People with cancer that affects the blood, bone marrow or lymph nodes may be at elevated risk of COVID-19 vaccine failure, particularly those with chronic lymphocytic leukemia, according to new results from an analysis of patients at UPMC Hillman Cancer Center as reported in a news release.
The finding prompted University of Pittsburgh School of Medicine and UPMC clinician-scientists to issue a cautionary statement in the preprint journal medRxiv, urging such patients and those who interact with them to take the COVID-19 vaccines available, but to continue wearing masks and practicing social distancing, even after full vaccination. They simultaneously are pursuing peer-reviewed publication of the findings.
“As we see more national guidance allowing for unmasked gatherings among vaccinated people, clinicians should counsel their immunocompromised patients about the possibility that COVID-19 vaccines may not fully protect them against SARS-CoV-2,” said senior author Ghady Haidar, MD, UPMC Transplant and Infectious Diseases Physician and Assistant Professor in Pittsburgh School of Medicine’s Department of Infectious Diseases. “Our results show that the odds of the vaccine producing an antibody response in people with hematologic malignancies are the equivalent of a coin flip.”
Haidar cautioned that a negative antibody test does not necessarily mean that the patient lacks protection from the virus.
Hematologic malignancies are a classification of non-solid tumor cancers, including leukemias, myelomas and lymphomas. These patients have a greater than 30% risk of death if they contract COVID-19 and often receive antibody-depleting therapies, which means they should be prioritized for COVID-19 vaccination. However, they were excluded from COVID-19 mRNA vaccine trials, so data on the vaccines’ effectiveness are nonexistent.
Approximately three weeks after their final vaccination, 67 patients with hematologic malignancies who had been vaccinated with either the Pfizer or Moderna COVID-19 two-dose vaccines had their blood tested. Haidar and his colleagues found that more than 46% of the participants had not produced antibodies against SARS-CoV-2.

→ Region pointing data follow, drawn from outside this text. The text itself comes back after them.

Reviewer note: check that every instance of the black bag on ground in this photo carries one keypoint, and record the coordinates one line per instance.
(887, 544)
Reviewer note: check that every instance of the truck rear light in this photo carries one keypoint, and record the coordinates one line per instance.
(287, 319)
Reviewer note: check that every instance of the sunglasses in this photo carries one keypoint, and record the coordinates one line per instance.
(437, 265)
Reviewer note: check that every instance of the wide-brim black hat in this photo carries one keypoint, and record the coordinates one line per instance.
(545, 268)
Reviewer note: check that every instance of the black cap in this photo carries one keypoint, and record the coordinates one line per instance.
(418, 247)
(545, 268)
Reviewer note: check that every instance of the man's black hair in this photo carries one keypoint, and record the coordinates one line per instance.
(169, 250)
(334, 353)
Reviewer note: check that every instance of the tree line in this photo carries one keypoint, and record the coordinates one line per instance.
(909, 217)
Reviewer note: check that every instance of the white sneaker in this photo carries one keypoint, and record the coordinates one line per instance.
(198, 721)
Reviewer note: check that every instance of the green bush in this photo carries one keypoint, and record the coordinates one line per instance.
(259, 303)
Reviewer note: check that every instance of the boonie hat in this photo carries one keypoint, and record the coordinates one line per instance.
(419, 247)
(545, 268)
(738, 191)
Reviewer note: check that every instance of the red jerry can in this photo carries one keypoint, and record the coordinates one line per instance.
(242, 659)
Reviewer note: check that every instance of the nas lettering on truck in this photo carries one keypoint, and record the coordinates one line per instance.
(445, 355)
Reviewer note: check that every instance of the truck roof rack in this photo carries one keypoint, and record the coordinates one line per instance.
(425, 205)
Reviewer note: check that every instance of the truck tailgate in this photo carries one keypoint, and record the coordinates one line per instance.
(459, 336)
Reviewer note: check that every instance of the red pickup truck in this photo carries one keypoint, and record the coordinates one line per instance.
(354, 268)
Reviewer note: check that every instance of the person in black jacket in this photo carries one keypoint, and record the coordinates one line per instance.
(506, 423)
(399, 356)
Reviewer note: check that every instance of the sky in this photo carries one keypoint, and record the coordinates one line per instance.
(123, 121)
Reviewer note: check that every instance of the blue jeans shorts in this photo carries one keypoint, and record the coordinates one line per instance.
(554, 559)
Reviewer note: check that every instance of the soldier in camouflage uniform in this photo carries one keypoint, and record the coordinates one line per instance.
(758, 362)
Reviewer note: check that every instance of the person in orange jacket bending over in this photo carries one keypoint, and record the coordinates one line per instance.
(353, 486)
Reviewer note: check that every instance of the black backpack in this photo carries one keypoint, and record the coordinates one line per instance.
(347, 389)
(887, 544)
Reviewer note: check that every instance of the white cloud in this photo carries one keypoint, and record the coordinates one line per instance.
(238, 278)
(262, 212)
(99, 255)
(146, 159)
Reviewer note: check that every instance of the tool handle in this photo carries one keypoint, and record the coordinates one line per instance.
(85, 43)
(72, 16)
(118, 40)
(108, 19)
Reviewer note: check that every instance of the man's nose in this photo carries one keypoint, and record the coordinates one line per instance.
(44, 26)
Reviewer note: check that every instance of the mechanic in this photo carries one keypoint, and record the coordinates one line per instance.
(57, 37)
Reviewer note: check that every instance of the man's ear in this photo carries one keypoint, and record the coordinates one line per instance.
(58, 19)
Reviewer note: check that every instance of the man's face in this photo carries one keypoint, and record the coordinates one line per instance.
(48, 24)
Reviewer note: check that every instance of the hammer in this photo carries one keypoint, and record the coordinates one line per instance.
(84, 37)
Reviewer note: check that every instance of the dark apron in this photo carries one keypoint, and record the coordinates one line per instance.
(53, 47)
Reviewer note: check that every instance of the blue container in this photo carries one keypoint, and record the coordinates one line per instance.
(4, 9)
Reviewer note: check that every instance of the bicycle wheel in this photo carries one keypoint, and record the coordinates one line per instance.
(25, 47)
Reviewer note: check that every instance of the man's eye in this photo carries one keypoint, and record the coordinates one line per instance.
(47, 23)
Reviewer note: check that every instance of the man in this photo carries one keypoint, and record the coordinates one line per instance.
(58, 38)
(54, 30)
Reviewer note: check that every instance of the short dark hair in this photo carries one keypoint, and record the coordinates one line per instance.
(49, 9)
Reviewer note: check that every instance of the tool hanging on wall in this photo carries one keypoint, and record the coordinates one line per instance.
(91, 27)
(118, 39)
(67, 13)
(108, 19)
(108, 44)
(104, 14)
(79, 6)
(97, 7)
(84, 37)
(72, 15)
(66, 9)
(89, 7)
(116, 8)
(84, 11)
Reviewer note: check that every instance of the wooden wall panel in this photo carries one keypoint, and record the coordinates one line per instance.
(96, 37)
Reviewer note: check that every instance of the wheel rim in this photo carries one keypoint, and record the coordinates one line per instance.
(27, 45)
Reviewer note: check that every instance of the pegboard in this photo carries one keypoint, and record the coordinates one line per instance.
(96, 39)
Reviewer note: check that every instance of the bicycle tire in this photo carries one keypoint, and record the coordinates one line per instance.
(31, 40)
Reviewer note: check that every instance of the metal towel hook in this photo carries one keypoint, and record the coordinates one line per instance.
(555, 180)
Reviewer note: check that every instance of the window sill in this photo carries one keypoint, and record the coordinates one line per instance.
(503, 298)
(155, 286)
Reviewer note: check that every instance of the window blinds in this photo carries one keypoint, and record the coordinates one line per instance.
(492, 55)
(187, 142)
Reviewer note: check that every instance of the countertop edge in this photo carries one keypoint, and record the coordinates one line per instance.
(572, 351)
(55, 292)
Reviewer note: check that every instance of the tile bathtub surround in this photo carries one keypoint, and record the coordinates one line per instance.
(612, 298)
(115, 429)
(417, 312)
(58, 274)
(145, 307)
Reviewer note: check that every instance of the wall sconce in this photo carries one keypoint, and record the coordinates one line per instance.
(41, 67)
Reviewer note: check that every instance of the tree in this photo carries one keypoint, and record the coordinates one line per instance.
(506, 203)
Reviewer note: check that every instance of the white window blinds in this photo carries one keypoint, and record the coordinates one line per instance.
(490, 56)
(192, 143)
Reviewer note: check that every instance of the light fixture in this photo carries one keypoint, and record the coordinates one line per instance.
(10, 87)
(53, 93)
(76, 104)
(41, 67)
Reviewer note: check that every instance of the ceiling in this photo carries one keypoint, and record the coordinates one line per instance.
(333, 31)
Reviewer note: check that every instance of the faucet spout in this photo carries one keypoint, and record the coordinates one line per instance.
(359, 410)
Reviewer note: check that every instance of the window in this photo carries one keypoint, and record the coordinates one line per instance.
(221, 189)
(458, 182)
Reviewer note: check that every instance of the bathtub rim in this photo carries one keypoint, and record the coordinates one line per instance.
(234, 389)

Moreover, only three in 13 patients with chronic lymphocytic leukemia (CLL)—a slowly progressing cancer of the blood and bone marrow—produced measurable antibodies, even though 70% of them weren’t undergoing any form of cancer therapy.
The team did not find a link between cancer therapy and antibody levels to indicate why some of the patients did not mount an adequate immune response to the vaccine. As expected, however, older patients were less likely to produce antibodies compared to younger patients.